W_RTL_AGGREGATION_DAILY_TMP is a configuration table under the Retail Analytics batch user schema. It has aggregation information utilized by the framework to generate DML statement. In order to use the Retail Analytics Aggregation Framework correctly, the following information has to be provided by the client:

SRC_TABLE

This is the source table that is used as a source of aggregation process.

For a regular daily batch, the source table has to be a temp table owned by the Retail Analytics batch user schema. In most case, it is generated by a Retail Analytics ETL batch program which is mandatory to be executed.

For a reclassification batch that is only executed when there is a reclassification, the source table is a fact table at item/location/day level for transaction fact or at item/day or item/week for positional fact. These source fact tables should be owned by the Retail Analytics data mart schema and populated by Retail Analytics mandatory batch programs.
TGT_TABLE

This is the customized aggregation table. It is under the Retail Analytics data mart schema.

AGGREGATION_TYPE

This column specified the aggregation type that the framework supports. Currently the framework supports aggregation on product hierarchy, time hierarchy (to week), and product season. The valid values are:

SC: from item to subclass based on as-was
CL: from item to class based on as-was
DP: from item to department based on as-was
SC_ASIS: from item to subclass based on as-is
CL_ASIS: from item to class based on as-is
DP_ASIS: from item to department based on as-is
SN: from item to item season based on the transaction date
SC_REC_ASIS: fact recalculation on reclassification day from item to subclass based on as-is. When this type is selected, the program will re-aggregate fact data from item level to subclass level based on the as-is. A temporary table is generated under the Retail Analytics batch user schema to store the re-calculation result which can be used for further aggregation to class or department level. The temporary table name can be found in the DML statement file generated by the program under the UTLFILE folder.
CL_REC_ASIS: fact re-calculation on reclassification day from item to class based on as-is. The batch program that uses SC_RC_ASIS aggregation type is a pre-requirement for the batch program that uses CL_REC_ASIS and both should have the same source table name under SRC_TABLE column.
DP_REC_ASIS: fact re-calculation on reclassification day from item to department based on as-is.

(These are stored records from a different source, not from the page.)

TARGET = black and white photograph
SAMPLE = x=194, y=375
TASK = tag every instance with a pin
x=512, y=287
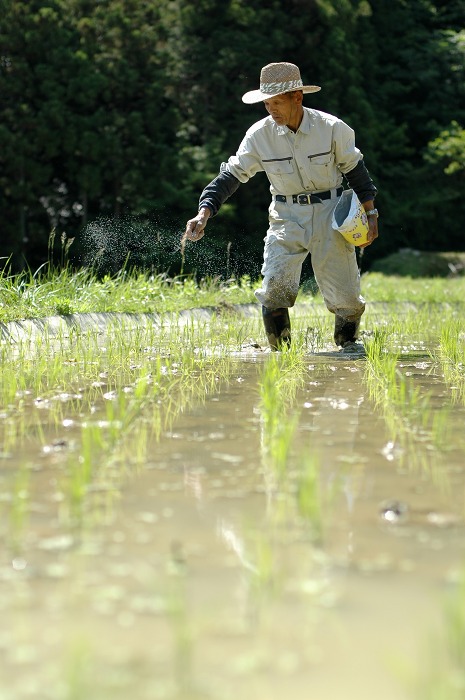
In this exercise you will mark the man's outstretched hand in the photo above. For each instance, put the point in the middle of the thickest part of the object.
(195, 228)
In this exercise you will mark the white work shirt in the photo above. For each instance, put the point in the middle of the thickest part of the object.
(311, 160)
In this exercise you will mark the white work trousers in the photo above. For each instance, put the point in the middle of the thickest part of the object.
(296, 230)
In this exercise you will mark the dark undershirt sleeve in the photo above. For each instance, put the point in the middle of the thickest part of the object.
(219, 190)
(360, 181)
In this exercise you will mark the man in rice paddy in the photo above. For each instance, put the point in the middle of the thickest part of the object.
(305, 154)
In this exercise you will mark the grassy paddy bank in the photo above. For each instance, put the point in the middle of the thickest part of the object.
(184, 515)
(63, 292)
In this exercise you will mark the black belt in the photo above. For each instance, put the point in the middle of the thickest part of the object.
(316, 198)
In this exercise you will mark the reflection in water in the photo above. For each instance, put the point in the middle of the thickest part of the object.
(227, 569)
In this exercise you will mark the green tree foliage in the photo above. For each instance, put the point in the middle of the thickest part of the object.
(124, 109)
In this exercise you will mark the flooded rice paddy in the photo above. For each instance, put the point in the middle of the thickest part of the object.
(185, 515)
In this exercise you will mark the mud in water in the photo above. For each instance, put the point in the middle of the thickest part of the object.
(206, 574)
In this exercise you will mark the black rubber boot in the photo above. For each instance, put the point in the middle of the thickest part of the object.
(345, 331)
(277, 327)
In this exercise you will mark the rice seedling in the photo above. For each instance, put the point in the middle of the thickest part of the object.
(19, 510)
(407, 408)
(451, 357)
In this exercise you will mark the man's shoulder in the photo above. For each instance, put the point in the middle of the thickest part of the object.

The batch program that uses SC_RC_ASIS aggregation type is a pre-requirement for the batch program that uses DP_RC_ASIS and both should have the same source table name under SRC_TABLE column.

Note:

For reclassification type of aggregation, due to performance concern, the subclass/location/day level is mandatory before clients can aggregate to other levels. All other levels will use the result from the process to continue higher level aggregation.

SEQ_NAME

This is the name of the sequence that will be used as ROW_WID on the target table.
AVG_COLUMNS

This is a list of columns that use average logic in the aggregation. The name of columns should be separated by comma.
PK_COLUMNS

This lists primary key columns for the customized aggregation table. The name of columns should be separated by comma.
SP_MAPPING

The framework provides auto column mapping for the following cases:
- The column name in the target table is the same as a source column in the source table.
- The amount columns _AMT, _AMT_GLOBAL1, _AMT_GLOBAL2, _AMT_GLOBAL3 are mapped to the source columns as _AMT_LCL/LOC_EXCHANGE_RATE if the configuration CURRENCY_EXPAND_IND is set to 'Y'.
- The column W_INSERT_DT and W_UPDATE_DT on the target column are mapped to system time from the database.
- The sequence name defined in the configuration table is used as ROW_WID when ROW_WID column exists in the target table.
- If the target column cannot be found in the source table by matching column name and at the same time, the target column name does not exist in the customized column mapping under SP_MAPPING, then value 0 will be used for the mapping and a warning message will be written to the message file.
- The INTEGRATION_ID column is mapped with the concatenation of primary key provided in the configuration table. The order of the concatenation is the same as the order of primary key provided in the PK_COLUMNS column in the configuration table. This auto mapping may use surrogate key instead of the ID from source system if the surrogate key is used as part of primary key.
  
  Besides the capability of auto mapping, this framework also provides customized column mapping by using the column SP_MAPPING in the configuration table.
- The syntax for the customized mapping is column1=value1. The column1 is a column name on the target table. The value1 can be either constant value or a column name on the source table.
- If there are multiple customized mappings, '&' should be used between each mapping. For example column1=value1 & column2=value2.
- The SQL aggregation function (sum, average, min) should be considered if the target column in the customized mapping is not part of the primary key specified in the column PK_COLUMNS.
- The customized mapping using SP_MAPPING column only supports regular update. Once a column mapping is specified, the update on this column will always use TARGET.COLUMN1=SOURCE.COLUMN1 regardless of the configuration value specified in the column POSITIONAL_IND.
CURRENCY_EXPAND_IND

This column is to indicate if the target table has an amount column in a primary currency or global currency that will be derived from the source table by a calculation. The valid values are 'Y' or 'N'.
PARA_DEGREE

This column has the parallel degree for the DML process. The default value is 0.
POSITIONAL_IND

This column indicates if the amount columns, quantity columns, or count columns on this table are stored in positional format or in transactional format. The valid values are 'Y' or 'N'. If the value is 'N', the target column will be updated by TARGET.COLUMN1=NVL(SOURCE.COLUMN1, 0) +NVL(TARGET.COLUMN1,0). If the value is 'Y', the target column will be updated by TARGET.COLUMN1=SOURCE.COLUMN1. If there is any exception, the end user can use customized mapping on column SP_MAPPING for those exceptional columns.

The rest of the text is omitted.